Reeves, agora professor na Universidade do Arizona, nos Estados Unidos, e idoso curador das coleções egípcias do Museu Britânico, em Londres, recuperou a teoria, desta vez fundamentado no que os hieróglifos têm ainda para mostrar.

O docente acredita que há mais hieróglifos para além dos que vemos hoje, que mostram Tutankhamon a participar dos rituais fúnebres da rainha Nefertiti – os que estão visíveis representam o faraó Ai junto à múmia do jovem rei que veio substituir.

“Agora posso provar que, por inferior das de Ai estão representações do próprio Tutankhamon”, sublinhou Reeves ao The Guardian.

“Na sua versão anterior, a cena representada mostra Tutankhamon a executar ritos funerários dirigidos ao possuidor original deste túmulo, o seu predecessor subitâneo… Nefertiti”, acrescenta ao jornal britânico.

O egiptólogo refere-se aos hieróglifos da parede setentrião do túmulo, em que Ai surge a fazer segmento do ritual de “furar a boca” da múmia para restituir ao rei morto os cinco sentidos, explica Reeves, que acredita fazer muito mais sentido simbolizar a antecessora do faraó junto à múmia do jovem rei, do que o seu sucessor.

Os hieróglifos são toda a base que sustenta esta teoria, porque as figuras representadas seguem os traços faciais associados a Nefertiti e a Tutankhamon.

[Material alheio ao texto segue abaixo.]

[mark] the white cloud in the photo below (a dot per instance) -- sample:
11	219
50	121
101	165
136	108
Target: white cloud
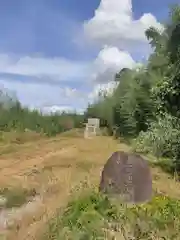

“Sempre ficámos intrigados com o túmulo de Tutankhamon por culpa da sua forma estranha. É muito pequeno, longe daquilo que se esperaria do túmulo de um rei”, acrescenta o docente, lembrando que as análises feitas ao sítio nos últimos anos apresentam resultados promissores, aproximando-o cada vez mais da confirmação de uma outra câmara funerária, segundo avança o Público.

O egiptólogo sabe que a sua teoria está longe de ser consensual, mas não deixa de teimar – o espaço onde Tutankhamon foi sepultado é, na sua opinião, a troço externa de um túmulo muito maior, que começou por ser ocupado pela rainha Nefertiti, cujas câmaras funerárias permanecem desconhecidas.